The Radio 4 drama Craven, features Maxine Peake playing a dedicated and determined detective investigating the fictional murder of children by their father after a family break up. In episode 5 - broadcast last week - the fictional detective says "I think a women should be free to change her mind with having her children killed" and "these killers are written about like there is a nobility in it ......... like there is this tragic man" I did find myself agreeing with this fictional detective because in the real world almost every time a small helpless child is killed by their father it is called a 'tragedy'!
It is sadly ironic that there was a similar case in the papers in the same week. The reports say that a suspect believed to be the girl's father shot a girl, aged between six and eight, in the head in a small village near Rye. Sadly, she has since died.
Predictably a senior police officer was quoted as saying "We are treating this as a tragic domestic incident and do not believe anyone else is involved". Of course these police officers are feeling the horror of the situation and no doubt searching for words to describe it - but everyone uses the same words - 'tragedy' or 'tragic' when a parent kills one or more of their children.
A quick search found the report of a father, living near Shrewsbury who killed his three children in 2012 - here is an extract from the Telegraph report - 'Ceri Fuller, 35, knifed son Sam, 12, and daughters Rebecca, eight, and seven-year-old Charlotte, before being found dead alongside them at the bottom of a 65ft-high cliff in a disused quarry. Police described it as a "tragic family situation".
Yet another incident in 2012 - a father kills his two children in Hampshire and yet again a police officer is quoted as saying - the "tragic incident" happened during an arranged visit. Very often the case will involve a family break up or estrangement - though not always - and in most cases the father takes his own life afterwards.
There are plenty of other examples - so like the fictional detective I ask the question - why do we call the brutal killing of some of our young citizens a 'tragedy' when their own father is the killer when we would not call it that if a stranger carried out the same brutal crime? These men are not 'tragic' figures - they are (or were) brutal criminals - whether they survive or not. These are horrible crimes carried out on the most vulnerable people by someone in a position of power and trust - it is the ultimate act of betrayal for a parent on a child.

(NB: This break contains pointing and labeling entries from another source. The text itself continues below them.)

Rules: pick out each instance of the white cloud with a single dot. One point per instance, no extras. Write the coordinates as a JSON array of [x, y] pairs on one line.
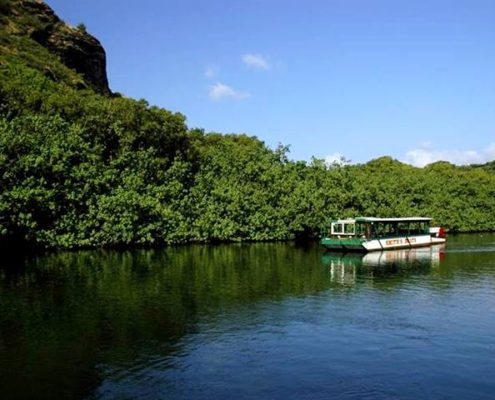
[[336, 158], [221, 91], [255, 61], [426, 155]]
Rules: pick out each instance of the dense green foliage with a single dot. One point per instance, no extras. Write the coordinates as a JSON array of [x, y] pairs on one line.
[[78, 169]]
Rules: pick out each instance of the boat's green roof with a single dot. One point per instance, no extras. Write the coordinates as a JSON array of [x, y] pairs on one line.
[[374, 219]]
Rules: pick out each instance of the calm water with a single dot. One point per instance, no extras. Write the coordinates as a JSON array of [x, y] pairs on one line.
[[257, 321]]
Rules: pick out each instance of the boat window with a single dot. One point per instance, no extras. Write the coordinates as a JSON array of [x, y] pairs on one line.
[[403, 228], [349, 229], [337, 228]]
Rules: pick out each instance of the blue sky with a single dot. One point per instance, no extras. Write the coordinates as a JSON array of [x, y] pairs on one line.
[[361, 78]]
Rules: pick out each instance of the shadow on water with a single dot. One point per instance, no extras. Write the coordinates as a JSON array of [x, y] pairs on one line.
[[348, 267], [72, 322]]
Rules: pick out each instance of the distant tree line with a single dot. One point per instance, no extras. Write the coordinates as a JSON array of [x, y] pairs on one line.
[[78, 169]]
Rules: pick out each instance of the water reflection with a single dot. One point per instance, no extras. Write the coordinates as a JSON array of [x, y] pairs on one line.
[[346, 267], [257, 320]]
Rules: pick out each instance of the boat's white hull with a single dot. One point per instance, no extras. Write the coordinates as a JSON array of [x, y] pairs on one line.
[[398, 243], [389, 243]]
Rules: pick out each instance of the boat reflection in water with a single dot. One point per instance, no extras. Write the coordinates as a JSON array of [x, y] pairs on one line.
[[345, 267]]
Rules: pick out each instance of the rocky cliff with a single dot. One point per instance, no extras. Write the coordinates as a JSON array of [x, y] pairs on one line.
[[76, 48]]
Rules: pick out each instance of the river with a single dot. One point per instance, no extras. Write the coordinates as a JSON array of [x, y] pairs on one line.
[[250, 321]]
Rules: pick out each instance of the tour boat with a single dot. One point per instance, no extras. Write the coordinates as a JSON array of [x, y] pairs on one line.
[[372, 234]]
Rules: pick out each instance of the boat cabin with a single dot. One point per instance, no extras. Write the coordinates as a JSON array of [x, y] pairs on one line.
[[378, 228]]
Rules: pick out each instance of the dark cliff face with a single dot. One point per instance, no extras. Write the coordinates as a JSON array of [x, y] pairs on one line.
[[76, 48]]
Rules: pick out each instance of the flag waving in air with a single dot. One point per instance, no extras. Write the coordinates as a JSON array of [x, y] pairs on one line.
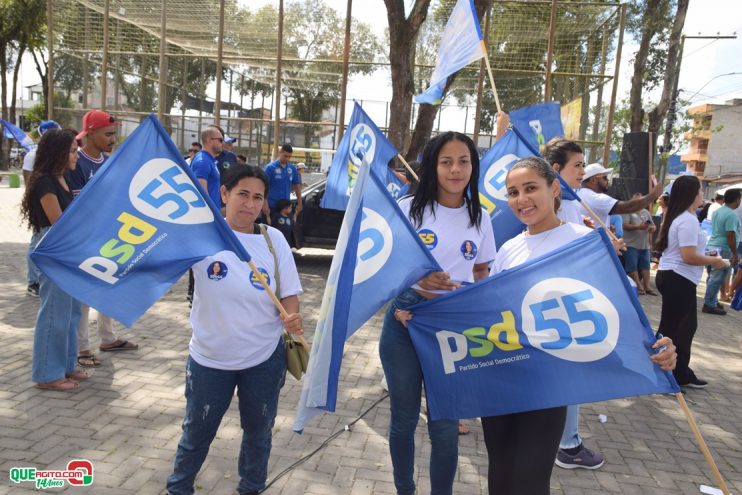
[[461, 44], [377, 256], [14, 132], [539, 335], [362, 140], [137, 226]]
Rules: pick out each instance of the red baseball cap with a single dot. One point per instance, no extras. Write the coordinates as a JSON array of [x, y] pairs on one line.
[[94, 120]]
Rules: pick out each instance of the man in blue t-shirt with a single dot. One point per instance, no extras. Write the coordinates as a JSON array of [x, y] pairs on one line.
[[204, 163], [282, 179], [725, 234], [99, 132], [226, 158]]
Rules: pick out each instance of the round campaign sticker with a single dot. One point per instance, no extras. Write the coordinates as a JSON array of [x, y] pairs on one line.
[[469, 250], [217, 271], [429, 238], [256, 283]]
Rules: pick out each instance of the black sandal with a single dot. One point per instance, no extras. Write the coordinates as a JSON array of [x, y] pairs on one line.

I say this because it is probable that there are other men out there (and some women) thinking about doing this awful crime and we should at least call them what they are - cowardly, violent people who can't face up to the stresses of life without resorting to terrible crimes. For those thinking of carrying out such a crime should not see themselves as tragic figures.
The family of both the killer and of the victims suffer beyond description and we should be careful not to increase their suffering. But I also think it says something quite bad about the rest of us that we are content to write these things off as just tragedies. It says something about it just being a family matter - that until you are an adult your life is worth less. It says something about children being a father's possession to do with as he wants.
I think it also says something about our attitudes to other vulnerable people - to the children in care who were left at the mercy of abusers - to women who suffer domestic violence (as do men of course) and some who face losing their lives at a time when we are busy closing down refuges. There are some people whose lives are not seen as equal and valued as others.
Someone should be outraged on behalf of the children who lose their lives this way because they are more than just the children of the man who killed them - they were individuals who deserved to have the rest of their lives to enjoy.
It may not be for the police to express the appropriate outrage at the loss of any young persons life as a result of a brutal crime but equally they should not diminish the severity of it. So next time a father kills his children - which sadly will happen because it always does - perhaps the senior police officer can resist calling it a tragedy. If he or she doesn't feel they can call it what it is - because it will be subject to a Coroner's inquest - then don't call it anything: just give out the facts.